“La mayoría de las patologías que conducen a la ceguera están relacionados con enfermedades de los fotorreceptores, tal es el caso de la retinitis pigmentosa (RP), por lo que se está desarrollando una amplia variedad de métodos para restaurar parcialmente la visión”, resumen Elisa Castaldi y Maria Concetta Morrone, autoras principales del estudio.

Entre estos avances cabe mencionar, por ejemplo, las prótesis retinianas de estimulación eléctrica; sin embargo, “la restauración de la función de la retina no implica necesariamente que los pacientes puedan volver a ver”, matizan, “ya que la plasticidad de la corteza visual primaria retenida por el cerebro adulto es limitada”.
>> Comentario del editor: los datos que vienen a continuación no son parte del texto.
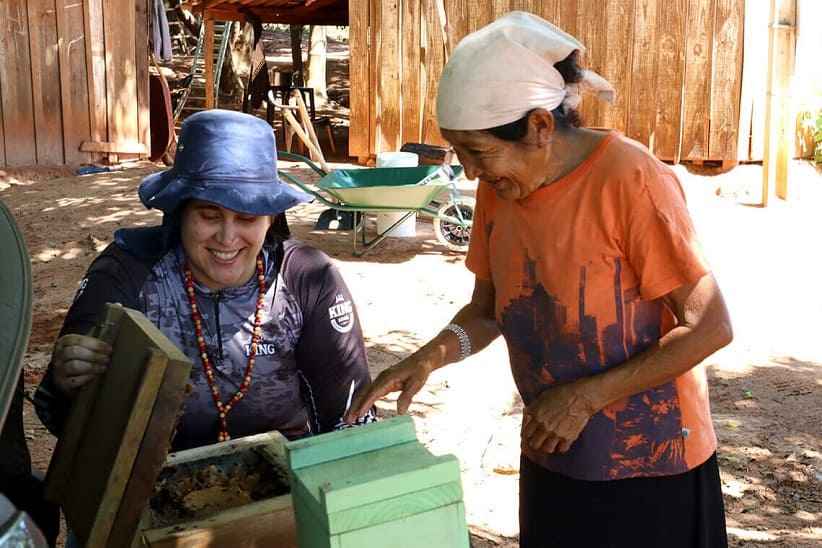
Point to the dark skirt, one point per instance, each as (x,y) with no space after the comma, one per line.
(684,511)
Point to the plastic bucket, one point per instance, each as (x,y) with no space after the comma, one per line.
(408,228)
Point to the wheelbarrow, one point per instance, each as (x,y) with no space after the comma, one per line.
(410,190)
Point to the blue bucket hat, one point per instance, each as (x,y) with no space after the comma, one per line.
(227,158)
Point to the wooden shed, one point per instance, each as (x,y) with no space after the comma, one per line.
(691,75)
(73,80)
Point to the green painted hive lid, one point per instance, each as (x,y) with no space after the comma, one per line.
(369,474)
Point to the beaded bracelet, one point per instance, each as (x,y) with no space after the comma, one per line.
(465,342)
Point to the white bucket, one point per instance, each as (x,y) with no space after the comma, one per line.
(408,228)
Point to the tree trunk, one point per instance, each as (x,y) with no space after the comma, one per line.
(316,61)
(297,54)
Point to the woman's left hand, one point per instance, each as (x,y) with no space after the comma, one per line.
(554,420)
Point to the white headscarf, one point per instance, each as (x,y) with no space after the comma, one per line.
(498,73)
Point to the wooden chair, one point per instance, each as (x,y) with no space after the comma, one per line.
(283,88)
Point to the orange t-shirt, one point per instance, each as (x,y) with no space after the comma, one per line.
(579,268)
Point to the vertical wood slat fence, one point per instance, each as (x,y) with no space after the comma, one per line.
(677,66)
(73,75)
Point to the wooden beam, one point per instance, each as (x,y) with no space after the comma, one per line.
(114,148)
(778,122)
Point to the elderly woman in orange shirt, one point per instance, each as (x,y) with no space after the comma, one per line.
(588,265)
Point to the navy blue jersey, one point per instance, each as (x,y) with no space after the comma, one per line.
(309,355)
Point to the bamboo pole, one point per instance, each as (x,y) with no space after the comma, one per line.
(208,57)
(778,121)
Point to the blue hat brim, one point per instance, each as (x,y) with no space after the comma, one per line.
(167,191)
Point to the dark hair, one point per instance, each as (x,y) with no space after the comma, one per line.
(278,231)
(571,72)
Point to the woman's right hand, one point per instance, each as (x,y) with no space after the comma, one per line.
(408,377)
(77,359)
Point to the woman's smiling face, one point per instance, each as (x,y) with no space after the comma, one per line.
(221,245)
(514,169)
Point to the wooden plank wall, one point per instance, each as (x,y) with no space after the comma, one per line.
(72,72)
(676,65)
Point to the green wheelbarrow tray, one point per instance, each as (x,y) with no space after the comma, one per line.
(386,188)
(410,190)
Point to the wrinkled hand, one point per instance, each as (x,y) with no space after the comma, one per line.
(77,359)
(553,421)
(407,377)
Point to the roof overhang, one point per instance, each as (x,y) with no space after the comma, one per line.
(297,12)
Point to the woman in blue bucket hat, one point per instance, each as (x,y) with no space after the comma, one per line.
(268,323)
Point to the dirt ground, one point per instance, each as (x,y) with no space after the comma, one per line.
(766,387)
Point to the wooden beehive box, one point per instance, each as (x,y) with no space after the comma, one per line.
(233,493)
(118,431)
(375,485)
(116,482)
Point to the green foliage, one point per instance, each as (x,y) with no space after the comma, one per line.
(811,120)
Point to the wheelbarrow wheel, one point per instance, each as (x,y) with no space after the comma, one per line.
(452,235)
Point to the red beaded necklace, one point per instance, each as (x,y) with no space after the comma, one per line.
(223,409)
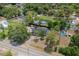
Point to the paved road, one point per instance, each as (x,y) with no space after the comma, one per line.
(22,51)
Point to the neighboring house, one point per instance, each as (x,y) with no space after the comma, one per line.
(42,23)
(3,22)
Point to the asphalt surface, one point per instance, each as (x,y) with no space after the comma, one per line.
(22,51)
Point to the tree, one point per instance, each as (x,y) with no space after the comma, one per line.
(17,32)
(40,33)
(29,17)
(51,41)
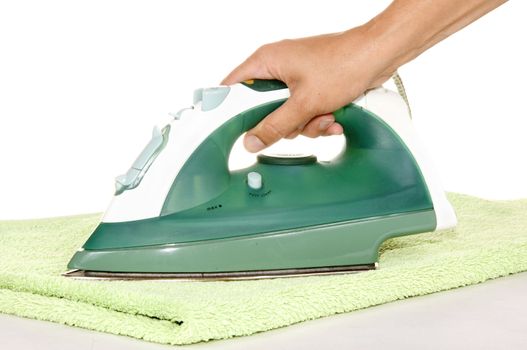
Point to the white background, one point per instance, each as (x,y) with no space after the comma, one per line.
(82,83)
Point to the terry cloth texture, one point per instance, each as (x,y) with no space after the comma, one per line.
(490,241)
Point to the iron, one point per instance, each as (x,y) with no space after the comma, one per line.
(179,212)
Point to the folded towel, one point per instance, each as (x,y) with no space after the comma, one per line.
(490,241)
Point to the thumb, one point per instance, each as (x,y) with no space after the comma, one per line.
(251,68)
(291,116)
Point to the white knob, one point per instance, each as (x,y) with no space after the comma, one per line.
(254,180)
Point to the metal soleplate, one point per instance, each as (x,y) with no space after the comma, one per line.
(220,276)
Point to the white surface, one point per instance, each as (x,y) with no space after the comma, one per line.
(490,316)
(82,83)
(186,134)
(390,106)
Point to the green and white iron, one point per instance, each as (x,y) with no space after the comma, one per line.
(179,212)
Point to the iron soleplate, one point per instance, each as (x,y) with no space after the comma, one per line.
(220,276)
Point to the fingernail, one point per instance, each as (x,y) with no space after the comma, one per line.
(324,124)
(253,144)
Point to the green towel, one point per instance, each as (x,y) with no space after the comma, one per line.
(490,241)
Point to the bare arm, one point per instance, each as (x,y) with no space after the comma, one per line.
(328,71)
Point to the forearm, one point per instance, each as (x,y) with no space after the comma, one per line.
(407,28)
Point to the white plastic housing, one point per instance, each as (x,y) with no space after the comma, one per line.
(194,125)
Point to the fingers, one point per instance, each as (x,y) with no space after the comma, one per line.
(283,122)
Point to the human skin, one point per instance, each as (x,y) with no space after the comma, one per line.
(318,70)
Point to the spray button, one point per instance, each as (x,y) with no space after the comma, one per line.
(254,180)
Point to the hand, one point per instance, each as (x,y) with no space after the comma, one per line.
(323,73)
(326,72)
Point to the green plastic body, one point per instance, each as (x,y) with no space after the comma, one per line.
(310,214)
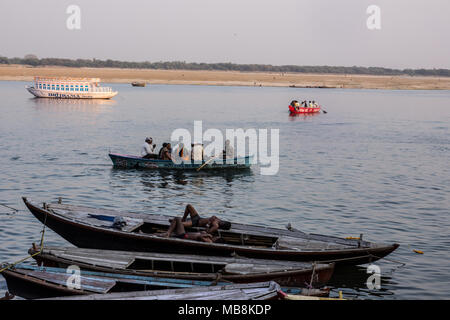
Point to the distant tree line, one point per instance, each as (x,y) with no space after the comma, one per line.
(32,60)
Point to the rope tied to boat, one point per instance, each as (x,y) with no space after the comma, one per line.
(31,255)
(11,208)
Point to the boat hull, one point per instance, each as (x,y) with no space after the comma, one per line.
(31,282)
(294,276)
(39,93)
(133,162)
(304,111)
(86,235)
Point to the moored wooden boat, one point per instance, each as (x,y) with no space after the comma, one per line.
(252,291)
(93,228)
(135,162)
(32,282)
(184,266)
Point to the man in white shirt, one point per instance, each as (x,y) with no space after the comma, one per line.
(229,150)
(148,149)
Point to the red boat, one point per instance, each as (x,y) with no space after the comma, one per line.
(295,108)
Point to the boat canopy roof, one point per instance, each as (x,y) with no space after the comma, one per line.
(66,79)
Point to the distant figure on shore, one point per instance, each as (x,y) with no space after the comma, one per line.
(228,151)
(148,149)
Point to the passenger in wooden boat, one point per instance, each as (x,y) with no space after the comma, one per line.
(228,151)
(148,149)
(212,224)
(166,152)
(177,230)
(182,153)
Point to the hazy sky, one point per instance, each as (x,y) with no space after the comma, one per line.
(414,33)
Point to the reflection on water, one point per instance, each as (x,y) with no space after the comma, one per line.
(83,105)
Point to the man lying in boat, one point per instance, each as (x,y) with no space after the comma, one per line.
(177,230)
(148,149)
(212,224)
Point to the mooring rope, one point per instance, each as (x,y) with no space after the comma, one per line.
(13,209)
(32,255)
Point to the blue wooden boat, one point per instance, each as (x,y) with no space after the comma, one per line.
(33,282)
(129,161)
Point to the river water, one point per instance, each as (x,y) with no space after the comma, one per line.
(377,163)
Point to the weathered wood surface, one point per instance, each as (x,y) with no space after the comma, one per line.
(311,241)
(122,259)
(254,291)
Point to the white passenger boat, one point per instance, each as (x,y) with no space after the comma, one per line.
(70,88)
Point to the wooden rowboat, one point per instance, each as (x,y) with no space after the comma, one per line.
(303,110)
(93,228)
(251,291)
(189,267)
(134,162)
(32,282)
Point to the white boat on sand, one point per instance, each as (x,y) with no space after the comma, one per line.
(70,88)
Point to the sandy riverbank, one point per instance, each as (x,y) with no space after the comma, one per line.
(229,78)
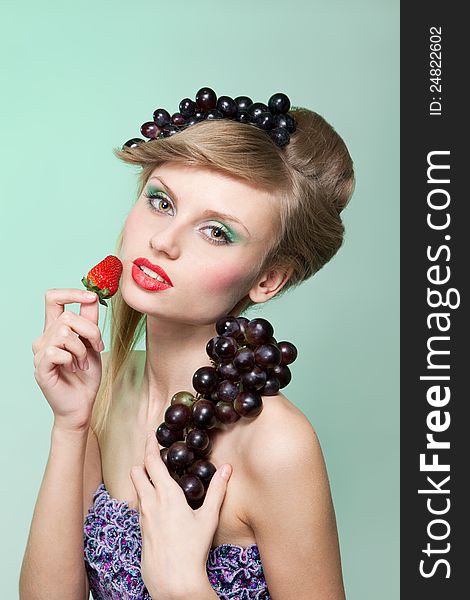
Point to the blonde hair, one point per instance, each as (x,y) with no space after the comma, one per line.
(312,177)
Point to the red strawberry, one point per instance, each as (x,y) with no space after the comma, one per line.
(104,277)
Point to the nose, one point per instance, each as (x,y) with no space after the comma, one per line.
(167,240)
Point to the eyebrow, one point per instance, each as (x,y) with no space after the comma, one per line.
(208,213)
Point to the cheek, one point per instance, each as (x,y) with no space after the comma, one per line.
(218,280)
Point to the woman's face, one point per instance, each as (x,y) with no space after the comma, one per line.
(212,260)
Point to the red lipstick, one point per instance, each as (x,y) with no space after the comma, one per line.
(146,281)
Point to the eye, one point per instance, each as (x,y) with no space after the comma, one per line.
(163,201)
(159,202)
(222,236)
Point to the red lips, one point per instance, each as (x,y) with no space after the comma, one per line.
(146,281)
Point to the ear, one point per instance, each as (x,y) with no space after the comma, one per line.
(270,284)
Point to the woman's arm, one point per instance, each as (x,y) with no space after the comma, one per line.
(53,566)
(291,513)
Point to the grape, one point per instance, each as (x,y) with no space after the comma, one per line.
(167,436)
(227,326)
(243,102)
(288,352)
(164,455)
(283,373)
(279,135)
(242,323)
(187,107)
(267,356)
(204,414)
(258,331)
(150,130)
(227,106)
(177,416)
(256,109)
(225,412)
(203,469)
(197,439)
(206,99)
(213,113)
(248,404)
(179,456)
(192,486)
(183,398)
(225,347)
(271,387)
(265,120)
(210,348)
(244,360)
(243,116)
(161,117)
(254,379)
(205,379)
(227,391)
(205,452)
(279,103)
(227,370)
(247,363)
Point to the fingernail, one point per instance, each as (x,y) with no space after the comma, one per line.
(226,472)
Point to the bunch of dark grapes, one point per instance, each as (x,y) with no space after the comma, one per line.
(246,364)
(272,117)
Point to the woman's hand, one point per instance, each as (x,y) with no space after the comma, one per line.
(68,342)
(175,538)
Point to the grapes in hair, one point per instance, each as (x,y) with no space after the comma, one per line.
(247,364)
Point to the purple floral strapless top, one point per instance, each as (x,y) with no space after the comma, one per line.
(113,547)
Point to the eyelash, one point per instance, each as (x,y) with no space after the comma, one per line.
(162,196)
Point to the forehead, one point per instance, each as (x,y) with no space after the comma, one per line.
(202,188)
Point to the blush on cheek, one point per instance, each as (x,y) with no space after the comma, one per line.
(220,280)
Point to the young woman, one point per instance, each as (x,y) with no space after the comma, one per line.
(229,219)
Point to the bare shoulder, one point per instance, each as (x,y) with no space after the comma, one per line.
(282,447)
(285,434)
(284,469)
(92,469)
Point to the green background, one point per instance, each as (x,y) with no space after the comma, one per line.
(80,79)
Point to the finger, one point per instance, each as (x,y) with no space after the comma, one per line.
(155,466)
(53,357)
(89,310)
(216,491)
(89,333)
(57,298)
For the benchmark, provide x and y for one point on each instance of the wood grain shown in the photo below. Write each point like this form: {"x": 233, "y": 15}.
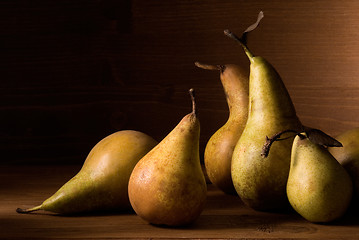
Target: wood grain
{"x": 73, "y": 72}
{"x": 224, "y": 216}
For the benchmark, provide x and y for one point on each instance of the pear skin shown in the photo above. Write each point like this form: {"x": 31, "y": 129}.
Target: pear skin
{"x": 220, "y": 147}
{"x": 261, "y": 183}
{"x": 167, "y": 186}
{"x": 348, "y": 156}
{"x": 318, "y": 187}
{"x": 102, "y": 182}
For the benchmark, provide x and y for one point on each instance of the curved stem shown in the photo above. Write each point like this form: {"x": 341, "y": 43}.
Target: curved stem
{"x": 276, "y": 137}
{"x": 191, "y": 93}
{"x": 240, "y": 41}
{"x": 29, "y": 210}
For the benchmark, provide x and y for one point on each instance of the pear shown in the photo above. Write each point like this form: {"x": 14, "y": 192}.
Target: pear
{"x": 102, "y": 182}
{"x": 261, "y": 183}
{"x": 219, "y": 148}
{"x": 318, "y": 187}
{"x": 167, "y": 186}
{"x": 348, "y": 155}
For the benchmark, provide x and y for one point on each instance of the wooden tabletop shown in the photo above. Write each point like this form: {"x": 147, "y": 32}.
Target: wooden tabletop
{"x": 223, "y": 217}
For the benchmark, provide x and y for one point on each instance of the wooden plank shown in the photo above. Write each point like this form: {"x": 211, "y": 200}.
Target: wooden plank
{"x": 224, "y": 216}
{"x": 73, "y": 72}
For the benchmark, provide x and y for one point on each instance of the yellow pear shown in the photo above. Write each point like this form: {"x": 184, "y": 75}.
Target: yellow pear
{"x": 219, "y": 148}
{"x": 102, "y": 182}
{"x": 167, "y": 186}
{"x": 318, "y": 187}
{"x": 261, "y": 182}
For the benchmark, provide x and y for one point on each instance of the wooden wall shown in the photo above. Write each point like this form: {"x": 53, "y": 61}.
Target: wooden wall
{"x": 73, "y": 72}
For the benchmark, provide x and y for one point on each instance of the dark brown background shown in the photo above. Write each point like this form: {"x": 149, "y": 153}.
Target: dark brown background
{"x": 73, "y": 72}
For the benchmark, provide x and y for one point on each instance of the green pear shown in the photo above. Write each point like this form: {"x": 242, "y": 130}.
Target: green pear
{"x": 219, "y": 148}
{"x": 261, "y": 183}
{"x": 318, "y": 187}
{"x": 167, "y": 186}
{"x": 102, "y": 182}
{"x": 348, "y": 155}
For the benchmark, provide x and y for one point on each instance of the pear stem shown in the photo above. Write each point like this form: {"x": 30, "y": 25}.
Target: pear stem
{"x": 210, "y": 67}
{"x": 240, "y": 41}
{"x": 276, "y": 137}
{"x": 29, "y": 210}
{"x": 314, "y": 135}
{"x": 243, "y": 39}
{"x": 192, "y": 94}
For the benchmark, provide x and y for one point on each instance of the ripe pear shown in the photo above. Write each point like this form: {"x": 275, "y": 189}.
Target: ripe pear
{"x": 318, "y": 187}
{"x": 348, "y": 155}
{"x": 261, "y": 183}
{"x": 167, "y": 186}
{"x": 102, "y": 182}
{"x": 219, "y": 148}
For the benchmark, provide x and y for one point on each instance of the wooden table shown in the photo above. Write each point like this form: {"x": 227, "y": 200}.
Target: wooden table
{"x": 224, "y": 216}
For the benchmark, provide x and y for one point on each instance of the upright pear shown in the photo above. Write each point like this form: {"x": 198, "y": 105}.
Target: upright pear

Para estudiar este punto, las investigadoras han tomado como ejemplo el implante Argus II en pacientes adultos, utilizando como marcadores de actividad neuronal los cambios en los niveles de oxígeno en sangre. Tras la cirugía, 6 de cada 7 pacientes intervenidos, anteriormente ciegos a causa de la RP, fueron capaces de detectar estímulos de alto contraste, como destellos de luz, utilizando el implante protésico.

Según pudieron observar las autoras mediante imágenes por resonancia magnética funcional, cuanto más practicaba el paciente, mayor era la actividad cerebral en respuesta, tanto a nivel de tálamo como de corteza. En otras palabras, “el cerebro adulto puede aprender a ‘ver’ por medio de una entrada visual artificial”, resumen Castaldi y Morrone en la publicación PlosBiology.